After hearing this, the Chief Priests and elders ordered them to stop “speaking and teaching in the name of Jesus” and Peter and John, those foolish kiddos, said something like “We could listen to you or God. Hmmm, we will choose the latter” (which is ironic, because I typically always choose pleasing people; it just feels more inclusive that way). That certainly wasn’t what they wanted to hear, but the real conundrum for the chief priests and teachers of the law was figuring out how they could keep a once lame man from dancing a jig (note to self: When Christ heals, it speaks pretty loudly). So throughout Acts, they just go on “sosa-ing” and witnessing in the only name under heaven for which “sosa-ing” can even occur. Yes, Acts 4:12 is in a way exclusive, but in so many more ways, it’s the most inclusive statement of scripture. There is a name GIVEN to all MORTALS by which we may be SAVED.

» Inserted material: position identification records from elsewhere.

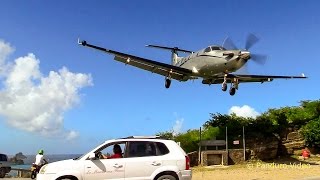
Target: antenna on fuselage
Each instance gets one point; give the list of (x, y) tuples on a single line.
[(174, 51)]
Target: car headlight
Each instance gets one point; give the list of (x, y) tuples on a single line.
[(43, 169)]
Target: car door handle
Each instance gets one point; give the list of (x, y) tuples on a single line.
[(117, 166), (155, 163)]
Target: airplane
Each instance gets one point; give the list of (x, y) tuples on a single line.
[(214, 64)]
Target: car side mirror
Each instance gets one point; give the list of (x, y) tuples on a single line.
[(92, 156)]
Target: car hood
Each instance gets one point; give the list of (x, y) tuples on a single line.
[(55, 167)]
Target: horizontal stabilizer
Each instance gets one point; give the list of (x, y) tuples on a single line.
[(170, 48)]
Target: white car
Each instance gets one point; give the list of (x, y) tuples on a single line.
[(5, 166), (142, 158)]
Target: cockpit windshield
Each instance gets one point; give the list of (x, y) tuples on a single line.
[(217, 48)]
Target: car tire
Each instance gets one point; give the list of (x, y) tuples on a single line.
[(166, 177), (2, 172), (67, 178)]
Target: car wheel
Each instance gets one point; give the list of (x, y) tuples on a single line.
[(67, 178), (166, 177), (2, 172)]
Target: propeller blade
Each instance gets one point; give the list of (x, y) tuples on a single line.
[(244, 69), (251, 40), (259, 58), (228, 44)]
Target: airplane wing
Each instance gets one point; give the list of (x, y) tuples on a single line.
[(178, 73), (246, 78)]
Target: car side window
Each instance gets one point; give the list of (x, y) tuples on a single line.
[(109, 151), (141, 149), (162, 148), (208, 49), (3, 157), (146, 148)]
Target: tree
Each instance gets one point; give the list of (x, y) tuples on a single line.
[(311, 132)]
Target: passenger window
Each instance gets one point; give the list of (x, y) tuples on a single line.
[(208, 49), (146, 148), (3, 157), (141, 149), (162, 148), (215, 48), (112, 151)]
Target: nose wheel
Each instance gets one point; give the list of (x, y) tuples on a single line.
[(167, 82), (224, 86), (234, 85), (232, 91)]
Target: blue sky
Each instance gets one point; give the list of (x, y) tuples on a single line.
[(113, 100)]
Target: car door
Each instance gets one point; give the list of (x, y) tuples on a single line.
[(142, 160), (103, 168)]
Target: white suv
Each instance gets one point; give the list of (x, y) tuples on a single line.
[(141, 158)]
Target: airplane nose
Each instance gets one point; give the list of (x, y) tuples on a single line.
[(245, 55)]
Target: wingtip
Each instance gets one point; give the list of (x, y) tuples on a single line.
[(83, 43)]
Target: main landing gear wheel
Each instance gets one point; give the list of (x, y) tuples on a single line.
[(232, 91), (167, 83), (224, 86)]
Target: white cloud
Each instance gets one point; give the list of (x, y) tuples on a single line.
[(5, 51), (36, 103), (177, 127), (244, 111)]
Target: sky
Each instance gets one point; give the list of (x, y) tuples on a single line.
[(64, 98)]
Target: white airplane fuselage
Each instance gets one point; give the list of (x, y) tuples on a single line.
[(211, 63)]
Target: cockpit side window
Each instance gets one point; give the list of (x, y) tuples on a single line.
[(208, 49)]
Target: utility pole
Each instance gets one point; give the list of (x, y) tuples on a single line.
[(199, 156), (244, 144), (226, 138)]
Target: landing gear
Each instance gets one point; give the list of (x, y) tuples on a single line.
[(234, 85), (224, 86), (167, 82), (232, 91)]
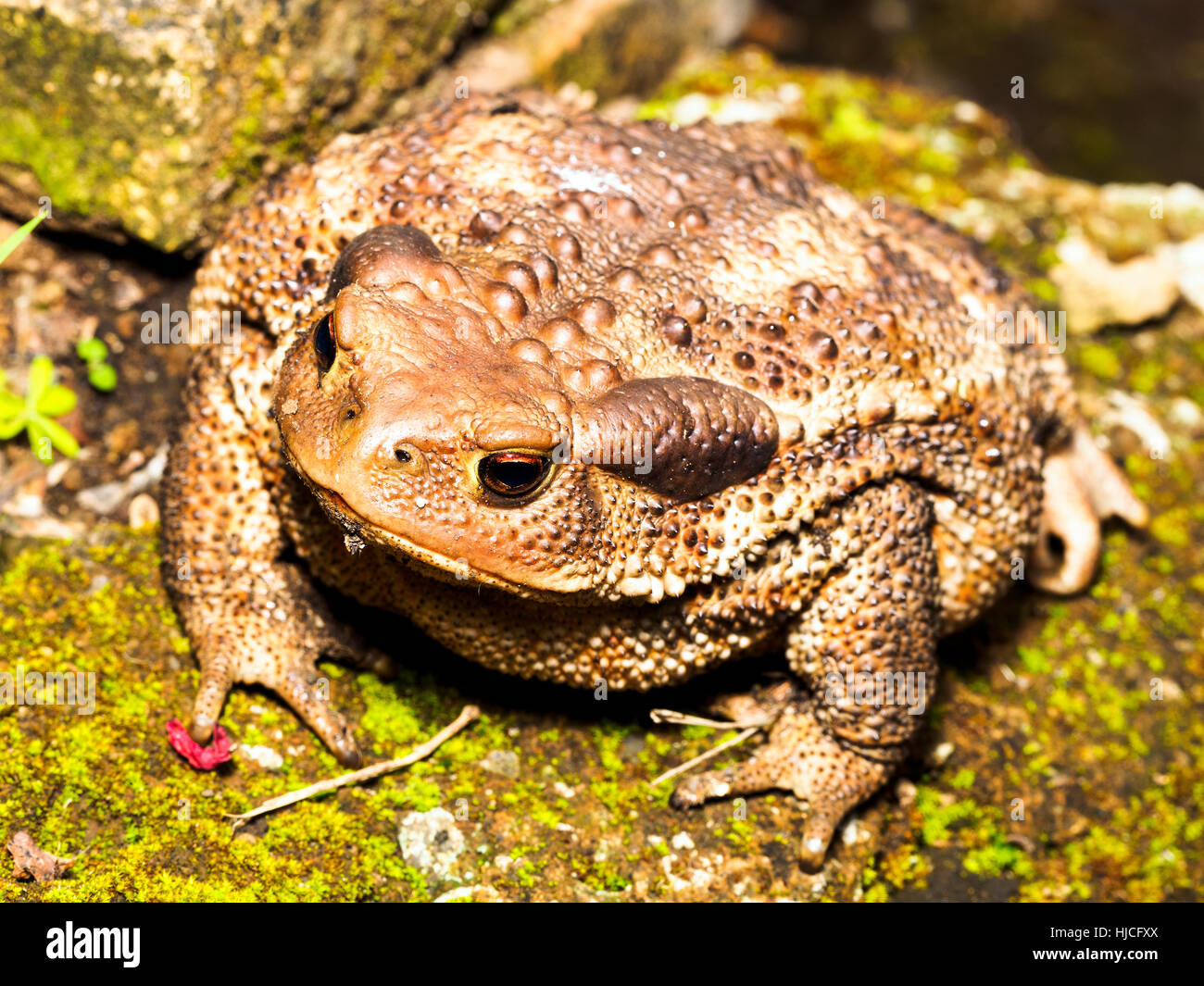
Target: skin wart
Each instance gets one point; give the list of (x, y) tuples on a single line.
[(584, 401)]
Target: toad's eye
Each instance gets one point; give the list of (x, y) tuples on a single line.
[(512, 473), (324, 344)]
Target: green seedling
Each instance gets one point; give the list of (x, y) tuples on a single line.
[(44, 401), (15, 239), (94, 353)]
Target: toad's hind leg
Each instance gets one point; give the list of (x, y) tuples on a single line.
[(863, 650)]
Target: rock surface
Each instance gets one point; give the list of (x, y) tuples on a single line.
[(155, 119)]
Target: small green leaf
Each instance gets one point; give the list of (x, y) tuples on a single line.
[(39, 441), (101, 376), (59, 437), (56, 401), (41, 375), (11, 428), (92, 351), (17, 236)]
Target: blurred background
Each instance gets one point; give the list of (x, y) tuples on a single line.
[(1114, 88)]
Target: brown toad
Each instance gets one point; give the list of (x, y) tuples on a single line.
[(585, 401)]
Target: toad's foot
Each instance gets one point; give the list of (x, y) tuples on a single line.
[(865, 650), (273, 637), (1083, 486), (799, 756)]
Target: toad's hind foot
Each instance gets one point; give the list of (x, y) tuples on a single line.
[(801, 756), (863, 650), (1083, 486), (275, 642)]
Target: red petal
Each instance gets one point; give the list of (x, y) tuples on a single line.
[(201, 757)]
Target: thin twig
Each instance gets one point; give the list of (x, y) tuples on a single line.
[(711, 753), (685, 718), (468, 714)]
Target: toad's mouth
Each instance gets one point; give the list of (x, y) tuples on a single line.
[(433, 564)]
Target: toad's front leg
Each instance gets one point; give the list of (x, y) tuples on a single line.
[(863, 650), (252, 617)]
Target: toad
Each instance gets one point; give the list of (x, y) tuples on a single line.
[(612, 404)]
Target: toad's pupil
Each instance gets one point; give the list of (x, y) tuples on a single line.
[(512, 473), (324, 344)]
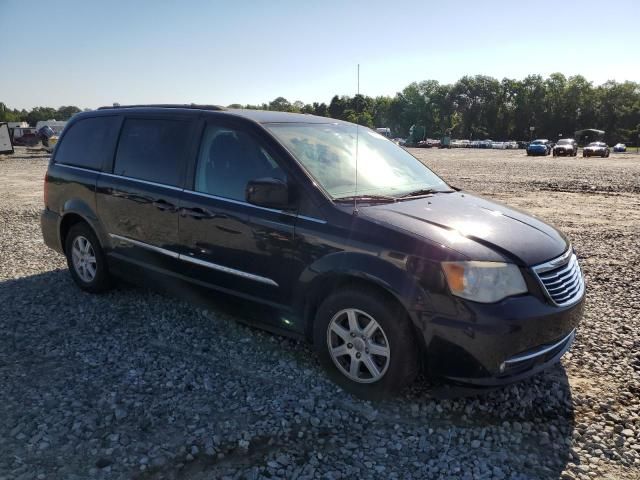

Susu used to say to me often, “Fred, are you putting the flame in the United Methodist cross and flame?” I hope so, Susu. I hope we all are. I think (not very bold)…no, I believe (more bold)…our Way Forward as United Methodists, particularly in Minnesota, starts with us being okay (more than okay) with affirming and professing again with boldness the very exclusive-inclusive truth that “ there is salvation in no one else, for there is no other name under heaven given among mortals by which we must be saved.” I guess (not very bold) what I am saying is we could stand the ol’-time religion that does make some exclusive claims about Lordship of Jesus and the power of His name (bolder now)—and that, added to the very inclusive invitation to salvation offered to all people under heaven (and championed by Minnesota United Methodists), could bring about not only a way forward but the kingdom of God on earth.

 
[i] The Book of Discipline of the United Methodist Church 2016, ¶330
 
[ii] Larkin, William J. Jr., Acts, IVP Downer’s Grove, 1995

Rev. Fred Vanderwerf is superintendent for the Minnesota Annual Conference's Southern Prairie District.